Dr. Vladimir Vinogradov

Department of Mathematics

Ohio University

Title: " Generating Canonical Generalized Linear Models Starting from Members of
the Extended Family of Zero-modified Geometric Distributions -- a Case Study"

Abstract:
We construct a new class of the canonical generalized linear models for
counts starting from the members of the extended family of zero-modified
geometric distributions. Some representatives of this class provide an
alternative to zero-inflated negative binomial regression, whereas
numerous new properties of members of this family which we establish and
their significant popularity in applications ascertain that our class is
quite diverse and more attractive. We decompose this class of probability
laws into the union of the non-overlapping natural exponential families,
which correspond to different values of an invariant of the exponential
tilting. We derive a unified closed-form expression for the variance
function of all these families, that involves the same invariant. In every
case, this function belongs to the Babel class. Several closed-form
representations for the relevant probability functions and cumulants, and
a unified formula for Shannon entropy are given. For each family considered,
this function is "locally Poisson" at zero, whereas the locally gamma
behavior at infinity holds with the exception of the border, Bernoulli family.
We determine a critical point in the range of values of the invariant of
exponential tilting that separates our family into two distinct classes
characterized by different J\o rgensen sets.

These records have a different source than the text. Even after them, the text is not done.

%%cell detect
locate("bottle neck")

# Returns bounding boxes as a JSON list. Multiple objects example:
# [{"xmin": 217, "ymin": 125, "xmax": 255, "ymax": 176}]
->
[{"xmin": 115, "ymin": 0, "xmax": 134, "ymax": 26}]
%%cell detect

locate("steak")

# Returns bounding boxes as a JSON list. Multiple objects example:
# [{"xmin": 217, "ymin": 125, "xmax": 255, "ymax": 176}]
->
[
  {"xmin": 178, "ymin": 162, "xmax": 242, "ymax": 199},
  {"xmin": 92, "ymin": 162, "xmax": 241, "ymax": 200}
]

This phenomenon is closely
related to Letac's decomposition of the Babel class into castes. In the
case where the infinite divisibility does not hold, different members of
the corresponding model exhibit under-, equi- and overdispersion. We prove
that each natural exponential family comprised of zero-modified geometric
distributions is self-reciprocal. The location of the mode(s) for all the
members of this class are determined. We provide a closed-form representation
for the asymptotically unbiased and efficient MLE of the invariant of the
exponential tilting. We derive the orthogonality of this MLE to the sample
mean and also the asymptotic normality of their joint distribution by
determining the relevant Fisher information matrix. These results combined
with the delta-method yield such properties of MLE for the canonical link as
its asymptotic unbiasedness, efficiency and normality. The closed-form
expression for the deviance-type estimator of the scaling parameter is presented.